October's inflation rate fell to 3.1 per cent on a year-to-year basis — down from 3.8 per cent in September — mainly driven by lower gasoline prices, Statistics Canada reported on Tuesday.
Despite the slowdown, the agency said the largest contributors to inflation continued to be mortgage interest costs and rent.
Mortgage interest costs were up 30.5 per cent compared with a year ago as the Bank of Canada's benchmark interest rate sits at five per cent.
Here are some common questions about inflation and mortgage renewals.
How could the latest inflation data affect my mortgage renewal?
While the rate of inflation and mortgage rates are correlated, James Laird, co-CEO of rate comparison website Ratehub.ca, said the latest inflation report is unlikely to have any immediate effect on existing mortgage rates.
"We still need to watch next month and the month after that to see how inflation is trending back to that two-per-cent level," he said.
However, with the Bank of Canada's benchmark rate at five per cent — the highest since 2001 — homeowners with a mortgage renewal coming up will likely have to renew at a higher interest rate.
Should I opt for a shorter-term mortgage upon renewal?
Laird said a homeowner's choice on term length and whether they sign on for a variable or fixed rate depends on their risk tolerance and outlook for interest rates.
If a consumer feels that inflation is going to steadily make its way back to two per cent and push the Bank of Canada to begin cutting rates, a shorter-term loan, such as a one- to three-year term, or a variable-rate mortgage could work well.
He said consumers who opt for a fixed-rate mortgage with a shorter term will pay more in interest than those that choose a long-term fixed-rate loan.

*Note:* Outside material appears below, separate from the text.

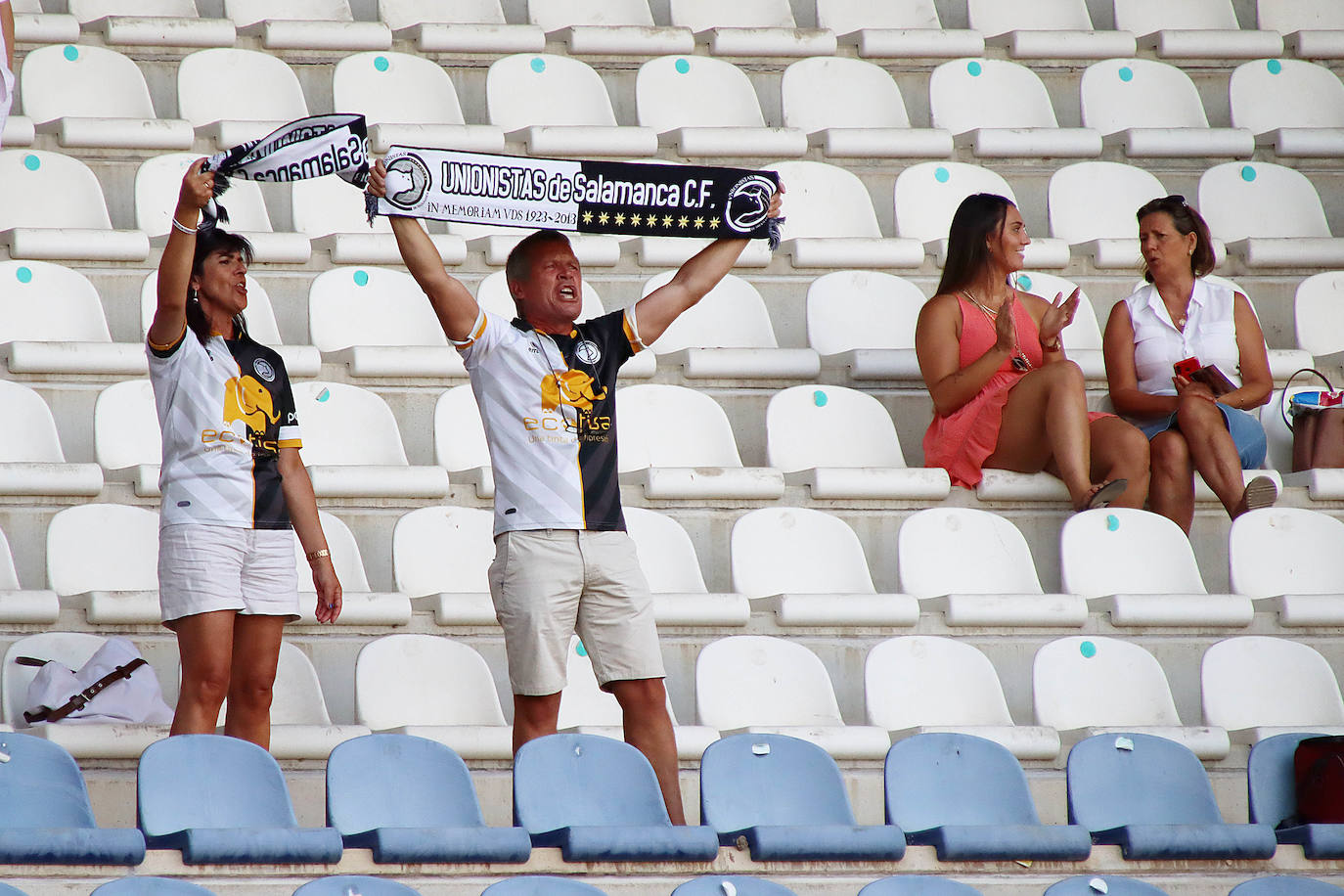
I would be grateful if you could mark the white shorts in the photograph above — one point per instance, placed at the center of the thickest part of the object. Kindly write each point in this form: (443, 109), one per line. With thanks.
(223, 567)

Homeowners have to be strategic in choosing the type of mortgage to make sure they're able to save money, he said.
For a homeowner who believes inflation and interest rates are going to remain high, a five-year fixed rate would be the safer option, he said.
"No one should take a variable rate unless they have financial flexibility in their budget," Laird said.
What does the inflation data mean for my household budget?
The latest numbers don't suggest Canadians will get a respite, Laird said. Things aren't aggressively getting more expensive nor are they getting significantly cheaper, he added.
While grocery prices rose faster than overall inflation, Statistics Canada said the pace continued to slow. Grocery prices were up 5.4 per cent year-over-year in October compared with a 5.8 per cent move higher in September.
"I think Canadians are feeling quite stretched and it doesn't matter whether it is their mortgage renewal, grocery bill or cost of going on vacation," he said. "Everything is just more expensive than it was."
The continued cost of living could also leave homeowners with less wiggle room in their budgets to handle higher payments upon their mortgage renewal.